Increased scrutiny of Scottish limited partnerships’ anti-money laundering processes should not be allowed to disrupt legitimate business activity, the Law Society of Scotland has said.

In its response to the Department for Business, Energy & Industrial Strategy’s call for evidence on limited partnership law, the Society also called for any measures introduced to prevent criminals using Scottish limited partnerships (SLPs) also to apply to other types of business structures, to ensure that criminal activity is not simply displaced elsewhere.

The review follows media reports linking SLPs with international criminal operations as well as assisting tax avoidance by foreign nationals.

The Society's response also argues that concerns about SLPs could be addressed by a register of beneficial ownership, and that increased scrutiny of beneficial ownership could discourage use of SLPs as a vehicle for criminal activity without disproportionately prejudicing their legitimate use. Failure to update this information regularly could lead to the business being struck off by Companies House.
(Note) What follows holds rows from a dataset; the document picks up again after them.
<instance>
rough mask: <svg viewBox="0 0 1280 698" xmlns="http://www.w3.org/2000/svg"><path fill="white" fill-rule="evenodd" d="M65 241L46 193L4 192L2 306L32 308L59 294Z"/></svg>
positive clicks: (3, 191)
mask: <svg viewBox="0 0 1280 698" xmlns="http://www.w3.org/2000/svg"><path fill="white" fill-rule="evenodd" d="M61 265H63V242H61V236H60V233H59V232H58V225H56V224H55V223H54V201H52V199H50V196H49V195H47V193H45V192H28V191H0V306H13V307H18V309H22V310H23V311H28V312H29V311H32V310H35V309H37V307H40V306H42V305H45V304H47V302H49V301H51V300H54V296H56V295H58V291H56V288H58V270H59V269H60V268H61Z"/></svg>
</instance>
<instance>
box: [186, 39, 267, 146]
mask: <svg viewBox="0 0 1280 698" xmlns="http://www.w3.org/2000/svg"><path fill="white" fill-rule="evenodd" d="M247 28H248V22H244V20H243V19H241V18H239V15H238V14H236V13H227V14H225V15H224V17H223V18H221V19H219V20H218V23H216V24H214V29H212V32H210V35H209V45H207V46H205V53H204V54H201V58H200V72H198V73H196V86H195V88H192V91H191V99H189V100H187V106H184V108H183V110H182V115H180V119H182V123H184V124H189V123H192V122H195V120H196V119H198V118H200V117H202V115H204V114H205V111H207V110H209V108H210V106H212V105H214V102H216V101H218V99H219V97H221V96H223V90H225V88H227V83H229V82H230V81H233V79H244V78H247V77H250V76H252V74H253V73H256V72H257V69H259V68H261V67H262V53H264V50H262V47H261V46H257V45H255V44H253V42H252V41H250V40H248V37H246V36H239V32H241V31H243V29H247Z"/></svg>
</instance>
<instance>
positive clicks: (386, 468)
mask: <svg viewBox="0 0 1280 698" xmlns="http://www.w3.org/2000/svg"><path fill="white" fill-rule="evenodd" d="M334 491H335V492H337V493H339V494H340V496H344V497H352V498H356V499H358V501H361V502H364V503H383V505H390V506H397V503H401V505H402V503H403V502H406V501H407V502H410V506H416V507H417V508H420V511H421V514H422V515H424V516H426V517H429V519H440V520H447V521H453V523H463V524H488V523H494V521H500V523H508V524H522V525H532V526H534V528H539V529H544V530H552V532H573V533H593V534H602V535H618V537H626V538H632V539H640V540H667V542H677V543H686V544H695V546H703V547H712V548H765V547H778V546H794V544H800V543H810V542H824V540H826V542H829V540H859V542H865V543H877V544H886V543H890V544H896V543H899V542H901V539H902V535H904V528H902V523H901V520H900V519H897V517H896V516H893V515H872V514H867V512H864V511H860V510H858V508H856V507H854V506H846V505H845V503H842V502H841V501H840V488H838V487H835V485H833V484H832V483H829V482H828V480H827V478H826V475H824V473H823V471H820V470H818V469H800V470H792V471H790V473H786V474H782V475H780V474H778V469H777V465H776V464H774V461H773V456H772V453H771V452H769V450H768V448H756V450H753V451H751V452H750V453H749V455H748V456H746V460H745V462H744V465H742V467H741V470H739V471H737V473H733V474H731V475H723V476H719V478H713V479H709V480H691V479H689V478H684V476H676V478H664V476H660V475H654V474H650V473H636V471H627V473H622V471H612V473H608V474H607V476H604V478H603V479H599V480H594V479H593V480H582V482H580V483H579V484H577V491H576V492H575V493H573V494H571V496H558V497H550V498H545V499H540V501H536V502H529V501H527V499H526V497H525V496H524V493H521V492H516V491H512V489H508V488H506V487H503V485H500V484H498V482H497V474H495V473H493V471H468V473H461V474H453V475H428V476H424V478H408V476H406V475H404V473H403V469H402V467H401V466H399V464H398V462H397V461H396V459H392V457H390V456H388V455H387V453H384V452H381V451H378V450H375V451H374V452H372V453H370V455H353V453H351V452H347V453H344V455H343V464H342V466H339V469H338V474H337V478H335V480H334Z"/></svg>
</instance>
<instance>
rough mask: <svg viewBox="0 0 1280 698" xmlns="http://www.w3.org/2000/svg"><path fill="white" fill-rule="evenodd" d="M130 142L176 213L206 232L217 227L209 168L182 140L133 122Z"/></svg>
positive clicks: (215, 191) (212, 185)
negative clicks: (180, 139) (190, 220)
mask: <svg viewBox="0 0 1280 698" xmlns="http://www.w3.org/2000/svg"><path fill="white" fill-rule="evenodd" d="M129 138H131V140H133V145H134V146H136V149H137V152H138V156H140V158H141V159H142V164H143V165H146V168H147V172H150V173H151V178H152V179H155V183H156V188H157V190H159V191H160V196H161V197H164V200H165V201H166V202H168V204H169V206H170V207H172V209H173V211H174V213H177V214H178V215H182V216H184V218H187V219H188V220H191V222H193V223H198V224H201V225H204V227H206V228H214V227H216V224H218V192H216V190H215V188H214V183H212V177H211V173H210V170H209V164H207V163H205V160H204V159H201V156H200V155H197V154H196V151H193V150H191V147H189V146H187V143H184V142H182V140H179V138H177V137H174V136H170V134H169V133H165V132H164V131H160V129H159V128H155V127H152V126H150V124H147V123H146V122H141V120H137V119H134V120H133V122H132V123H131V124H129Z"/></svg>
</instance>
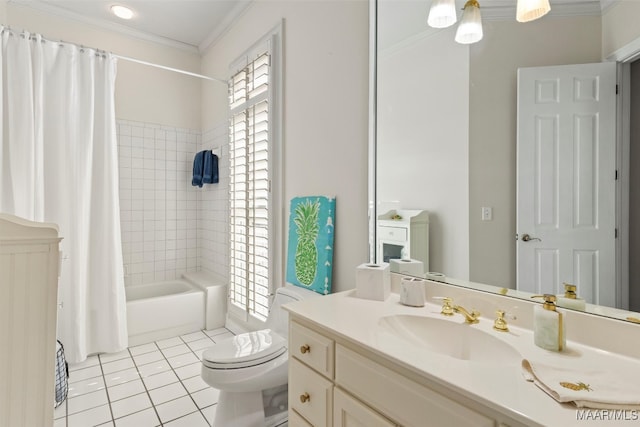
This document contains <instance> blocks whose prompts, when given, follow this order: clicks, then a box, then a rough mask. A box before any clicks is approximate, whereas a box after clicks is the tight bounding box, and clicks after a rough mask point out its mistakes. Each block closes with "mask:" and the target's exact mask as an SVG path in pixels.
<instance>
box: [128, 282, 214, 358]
mask: <svg viewBox="0 0 640 427" xmlns="http://www.w3.org/2000/svg"><path fill="white" fill-rule="evenodd" d="M125 294H126V298H127V328H128V330H129V346H130V347H131V346H135V345H140V344H146V343H149V342H153V341H157V340H162V339H165V338H171V337H175V336H177V335H183V334H188V333H191V332H196V331H199V330H201V329H204V327H205V293H204V291H203V290H202V289H199V288H197V287H195V286H194V285H192V284H190V283H189V282H188V281H186V280H180V279H179V280H169V281H166V282H157V283H149V284H144V285H132V286H127V287H126V288H125Z"/></svg>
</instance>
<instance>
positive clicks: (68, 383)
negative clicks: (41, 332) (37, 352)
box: [55, 340, 69, 408]
mask: <svg viewBox="0 0 640 427" xmlns="http://www.w3.org/2000/svg"><path fill="white" fill-rule="evenodd" d="M68 380H69V365H68V364H67V360H66V358H65V357H64V346H63V345H62V343H61V342H60V340H57V342H56V402H55V407H56V408H57V407H58V406H60V405H61V404H62V402H64V401H65V400H66V398H67V393H68V392H69V381H68Z"/></svg>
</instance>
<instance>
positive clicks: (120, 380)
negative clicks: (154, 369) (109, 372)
mask: <svg viewBox="0 0 640 427" xmlns="http://www.w3.org/2000/svg"><path fill="white" fill-rule="evenodd" d="M104 379H105V383H106V385H107V387H112V386H114V385H118V384H124V383H128V382H129V381H134V380H139V379H140V374H139V373H138V371H137V370H136V368H130V369H125V370H124V371H116V372H112V373H110V374H105V376H104Z"/></svg>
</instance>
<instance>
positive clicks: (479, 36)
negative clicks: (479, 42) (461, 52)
mask: <svg viewBox="0 0 640 427" xmlns="http://www.w3.org/2000/svg"><path fill="white" fill-rule="evenodd" d="M455 40H456V41H457V42H458V43H461V44H471V43H476V42H479V41H480V40H482V17H481V16H480V3H478V1H477V0H468V1H467V3H466V4H465V5H464V10H463V12H462V20H461V21H460V25H458V30H457V31H456V38H455Z"/></svg>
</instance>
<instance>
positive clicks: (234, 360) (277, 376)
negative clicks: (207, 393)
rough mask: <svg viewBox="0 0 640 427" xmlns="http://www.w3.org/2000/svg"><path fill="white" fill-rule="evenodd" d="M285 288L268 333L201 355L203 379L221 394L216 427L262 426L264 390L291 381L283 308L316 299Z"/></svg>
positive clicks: (250, 335) (287, 323) (295, 289)
mask: <svg viewBox="0 0 640 427" xmlns="http://www.w3.org/2000/svg"><path fill="white" fill-rule="evenodd" d="M317 296H320V294H317V293H315V292H313V291H310V290H307V289H303V288H300V287H296V286H292V285H285V286H284V287H282V288H279V289H278V290H276V296H275V298H274V300H273V304H272V308H271V311H270V312H269V316H268V319H267V322H266V324H265V329H262V330H259V331H253V332H248V333H244V334H239V335H236V336H234V337H231V338H227V339H225V340H222V341H220V342H219V343H217V344H216V345H214V346H213V347H210V348H209V349H207V350H206V351H205V352H204V353H203V355H202V374H201V376H202V379H203V380H204V382H205V383H207V384H208V385H210V386H211V387H213V388H215V389H218V390H220V397H219V399H218V404H217V409H216V416H215V420H214V423H213V425H214V427H225V426H234V427H258V426H259V427H264V426H265V408H264V403H263V391H264V390H269V389H273V388H275V387H280V386H283V385H285V384H287V381H288V356H289V354H288V351H287V344H288V340H287V337H288V335H287V333H288V316H287V312H286V311H284V310H283V309H282V305H283V304H286V303H288V302H292V301H299V300H302V299H306V298H310V297H317Z"/></svg>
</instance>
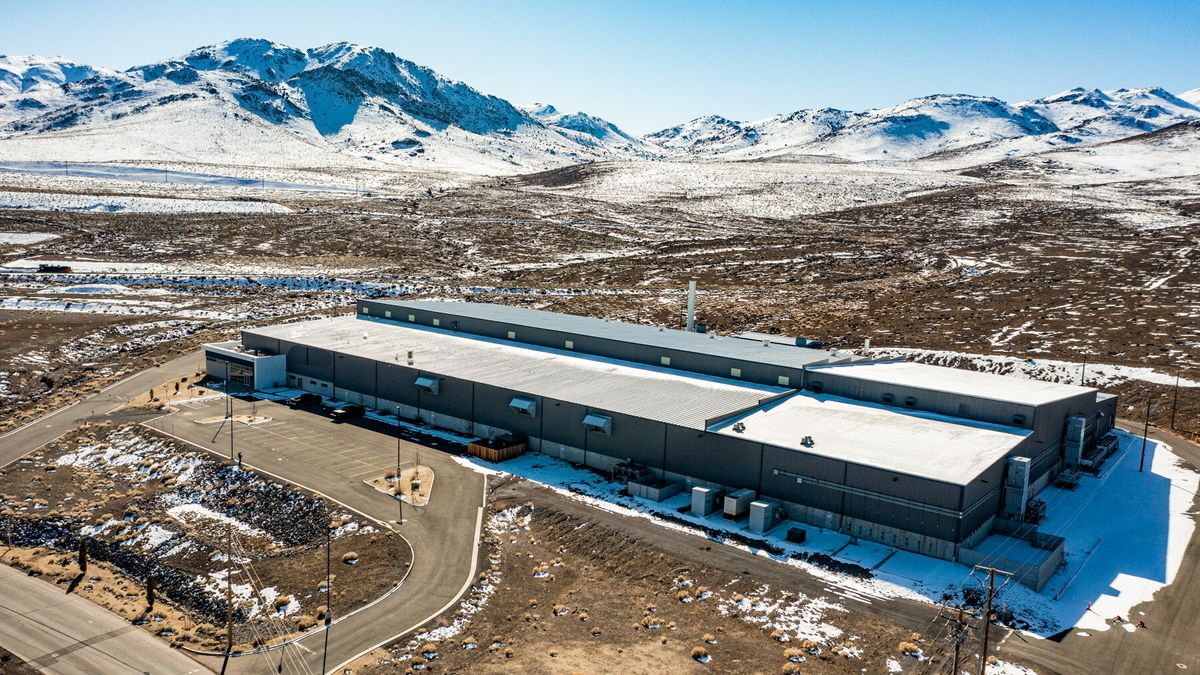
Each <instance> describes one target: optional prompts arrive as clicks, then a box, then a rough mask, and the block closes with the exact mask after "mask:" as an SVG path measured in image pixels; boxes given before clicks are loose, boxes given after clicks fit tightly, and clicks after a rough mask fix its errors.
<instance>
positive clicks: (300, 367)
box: [280, 340, 334, 382]
mask: <svg viewBox="0 0 1200 675" xmlns="http://www.w3.org/2000/svg"><path fill="white" fill-rule="evenodd" d="M280 342H281V344H280V350H282V353H284V354H287V363H288V366H287V368H288V372H294V374H296V375H302V376H305V377H313V378H317V380H324V381H326V382H331V381H332V380H334V353H332V352H330V351H329V350H320V348H317V347H306V346H304V345H293V344H290V342H286V341H282V340H281V341H280Z"/></svg>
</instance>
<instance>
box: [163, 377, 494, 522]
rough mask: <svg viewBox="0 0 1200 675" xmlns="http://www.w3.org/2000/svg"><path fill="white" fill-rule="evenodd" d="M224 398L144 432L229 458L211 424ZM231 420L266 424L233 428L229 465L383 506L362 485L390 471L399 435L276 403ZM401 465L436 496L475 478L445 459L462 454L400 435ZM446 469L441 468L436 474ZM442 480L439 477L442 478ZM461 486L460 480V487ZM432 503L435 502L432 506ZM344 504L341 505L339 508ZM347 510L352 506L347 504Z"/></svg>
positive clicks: (182, 409) (163, 421) (325, 408)
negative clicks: (247, 468) (453, 485)
mask: <svg viewBox="0 0 1200 675" xmlns="http://www.w3.org/2000/svg"><path fill="white" fill-rule="evenodd" d="M224 406H226V399H224V398H215V399H205V400H199V401H188V402H184V404H176V405H175V407H176V408H178V412H175V413H172V414H168V416H164V417H162V418H158V419H156V420H154V422H151V423H150V424H149V425H150V426H152V428H155V429H158V430H161V431H166V432H167V434H170V435H173V436H176V437H179V438H182V440H185V441H188V442H191V443H194V444H197V446H202V447H205V448H209V449H212V450H214V452H221V453H223V454H226V456H228V454H229V424H228V423H227V422H226V423H222V422H211V420H214V419H215V418H222V417H223V416H224ZM234 412H235V414H236V416H238V417H239V418H242V417H245V416H257V417H259V418H269V420H266V422H262V423H258V424H241V423H239V424H238V425H236V426H235V429H234V434H233V436H234V450H233V453H234V460H235V461H236V456H238V453H241V455H242V461H244V462H245V464H247V465H250V466H252V467H254V468H258V470H262V471H265V472H268V473H276V474H281V473H286V474H287V476H288V477H296V476H299V477H300V479H294V478H288V479H292V480H293V482H295V483H300V484H302V485H307V486H310V488H312V489H316V490H320V491H326V490H329V491H331V490H334V489H336V490H337V491H336V494H334V492H332V491H331V496H334V497H336V498H342V497H341V495H342V494H343V492H344V491H352V494H353V492H359V490H358V489H355V488H354V486H353V485H352V484H355V483H358V484H359V485H360V486H362V488H364V489H366V490H368V491H370V492H371V495H372V496H377V497H382V498H386V497H384V496H383V495H379V494H378V492H374V491H373V490H370V488H366V486H365V485H361V482H362V480H366V479H368V478H373V477H377V476H380V474H382V473H384V472H385V471H388V470H389V468H395V467H396V449H397V442H396V435H397V429H396V428H395V426H389V425H388V424H386V423H382V422H377V420H371V419H355V420H350V422H335V420H334V419H332V418H331V417H330V414H329V413H330V411H329V410H328V408H320V407H307V408H298V410H293V408H290V407H288V406H286V405H282V404H278V402H274V401H262V400H260V401H253V402H251V401H245V400H241V399H235V400H234ZM398 431H400V435H401V440H400V443H398V446H400V464H401V465H404V466H408V465H413V464H415V462H416V461H418V458H420V462H421V464H424V465H426V466H431V467H432V468H433V470H434V472H436V473H437V476H438V489H439V490H440V489H443V488H444V489H448V490H454V488H452V485H450V483H456V482H455V480H454V478H452V477H454V476H455V474H457V476H460V477H462V476H472V477H473V476H475V474H474V473H473V472H470V471H469V470H467V468H464V467H462V466H460V465H457V464H456V462H454V461H452V460H451V459H450V456H449V455H450V454H457V453H461V447H458V446H455V444H452V443H449V442H446V441H442V440H438V438H432V437H422V436H418V435H416V434H414V432H412V431H409V430H408V429H404V428H401V429H400V430H398ZM442 465H446V468H444V470H443V468H442ZM444 472H445V473H444ZM444 477H450V480H448V482H446V483H442V479H443V478H444ZM460 482H461V480H460ZM437 497H438V495H434V497H433V498H434V500H437ZM343 501H344V500H343ZM352 506H353V504H352Z"/></svg>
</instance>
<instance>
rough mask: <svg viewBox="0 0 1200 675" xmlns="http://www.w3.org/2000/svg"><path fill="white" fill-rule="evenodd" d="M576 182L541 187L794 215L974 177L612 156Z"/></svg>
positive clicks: (874, 170)
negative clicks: (647, 159)
mask: <svg viewBox="0 0 1200 675" xmlns="http://www.w3.org/2000/svg"><path fill="white" fill-rule="evenodd" d="M599 168H600V169H601V171H596V172H590V173H589V174H588V175H587V177H586V178H583V179H582V180H581V181H578V183H571V184H569V185H563V186H554V187H541V190H547V191H554V192H570V193H572V195H576V196H582V197H587V198H590V199H599V201H604V202H613V203H653V204H664V203H670V204H671V205H672V207H673V208H677V209H682V210H685V211H692V213H704V214H722V213H738V214H743V215H749V216H755V217H793V216H797V215H803V214H812V213H822V211H828V210H834V209H842V208H850V207H857V205H863V204H869V203H883V202H895V201H901V199H904V198H905V196H906V195H910V193H912V192H919V191H926V190H941V189H946V187H954V186H958V185H970V184H973V183H976V181H977V179H972V178H966V177H961V175H947V174H941V173H932V172H919V171H912V169H908V168H907V167H902V166H895V165H872V163H846V162H836V161H828V160H820V159H811V160H809V161H791V162H767V161H762V162H696V161H692V162H665V161H659V162H613V163H606V165H601V166H600V167H599Z"/></svg>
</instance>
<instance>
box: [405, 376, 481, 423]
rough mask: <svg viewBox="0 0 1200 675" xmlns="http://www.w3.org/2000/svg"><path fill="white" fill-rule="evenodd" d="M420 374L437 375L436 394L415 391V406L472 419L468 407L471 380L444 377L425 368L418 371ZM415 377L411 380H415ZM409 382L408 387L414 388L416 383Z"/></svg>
mask: <svg viewBox="0 0 1200 675" xmlns="http://www.w3.org/2000/svg"><path fill="white" fill-rule="evenodd" d="M420 375H427V376H430V377H437V378H438V380H439V387H438V393H437V394H430V393H428V392H421V390H419V389H418V392H416V400H418V404H416V407H419V408H421V410H422V411H432V412H437V413H442V414H449V416H451V417H457V418H461V419H468V420H469V419H472V417H473V414H472V413H473V411H472V407H470V402H472V387H474V383H473V382H468V381H466V380H458V378H456V377H444V376H442V375H438V374H437V372H431V371H427V370H422V371H420ZM415 380H416V378H415V377H414V378H413V381H414V382H415ZM414 382H409V387H412V388H413V389H416V384H415V383H414Z"/></svg>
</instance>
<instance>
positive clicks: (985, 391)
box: [809, 360, 1096, 406]
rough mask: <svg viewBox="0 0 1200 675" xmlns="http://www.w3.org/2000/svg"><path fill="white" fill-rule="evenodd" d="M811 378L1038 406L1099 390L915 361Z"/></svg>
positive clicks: (894, 363)
mask: <svg viewBox="0 0 1200 675" xmlns="http://www.w3.org/2000/svg"><path fill="white" fill-rule="evenodd" d="M809 370H810V371H811V376H810V377H817V376H820V374H821V372H826V371H827V372H832V374H835V375H839V376H841V377H853V378H857V380H868V381H871V382H883V383H888V384H896V386H901V387H916V388H918V389H932V390H936V392H948V393H952V394H960V395H964V396H978V398H980V399H990V400H994V401H1006V402H1010V404H1021V405H1028V406H1038V405H1042V404H1049V402H1051V401H1060V400H1062V399H1069V398H1070V396H1078V395H1079V394H1086V393H1091V394H1092V395H1094V394H1096V389H1091V388H1088V387H1076V386H1075V384H1060V383H1056V382H1043V381H1040V380H1024V378H1021V377H1010V376H1008V375H995V374H991V372H979V371H974V370H962V369H960V368H946V366H941V365H930V364H923V363H913V362H902V360H894V362H859V363H847V364H833V365H817V366H809Z"/></svg>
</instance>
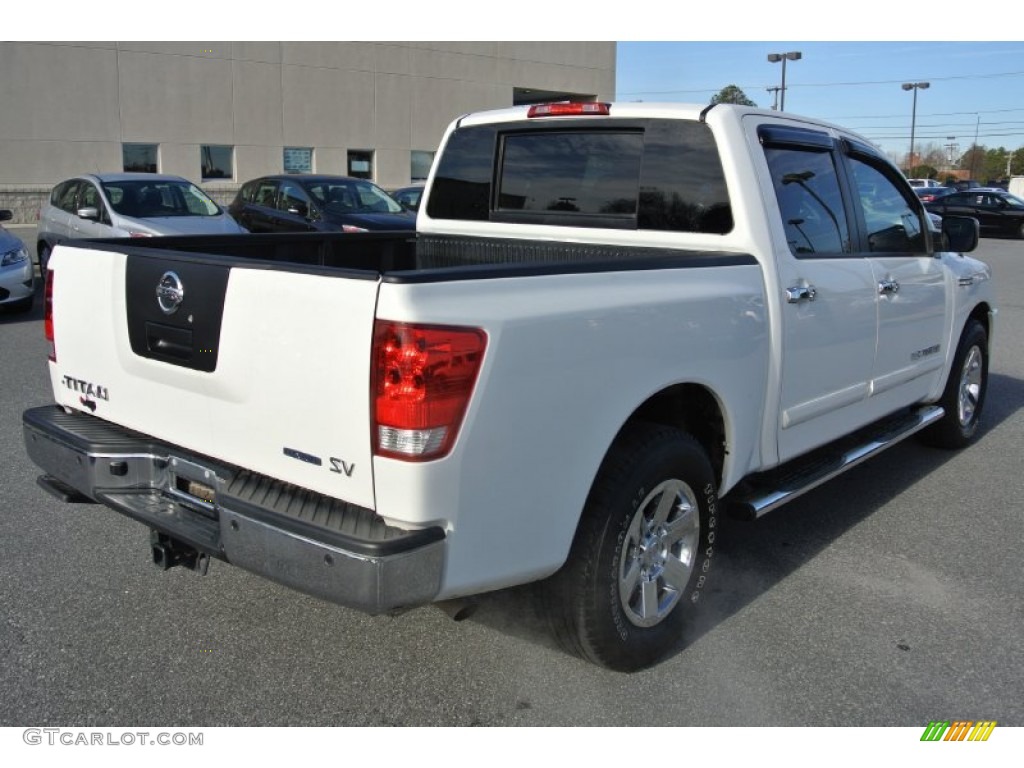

Limited partnerships could also be required to submit an annual confirmation statement similar to that required by companies, and introducing a requirement to register a service address could also aid due diligence by interested parties.

Michael Clancy, director of law reform at the Society, commented: “We do not condone any criminal use of what is a legitimate business structure and it is essential that there are measures in place which will deter people from using SLPs for fraudulent activity.

“In taking steps to deter criminals, it will be important to get the balance right and make sure that the introduction of any new measures will not have an adverse impact on legitimate businesses. Partnerships and limited partnerships are commonly used business structures as they offer operational flexibility and tax transparency. Many people currently use SLPs to run successful businesses, employing thousands of people in different sectors across Scotland, and they have been common in farming and the rural sector as landlords have used SLPs to set up tenancies on agricultural land.

“A review of the current system would help to establish just how significant the problem is, and if SLPs in particular are being misused.”

The Society believes that any review should not just focus on SLPs, but on how all relevant legal business types might be misused for criminal purposes.

Mr Clancy added: “To prevent these entities being used for illegitimate purposes, we think that the UK Government should take action to ensure that anti-money laundering and ‘know your client’ actions are carried out by formation agents, who are regulated by HMRC, and there should be increased investigation and enforcement activity if required.

“Changing SLPs in isolation could displace any criminal activity, so proper use of anti-money laundering procedures and know your client actions should apply across the board irrespective of the form of the business.”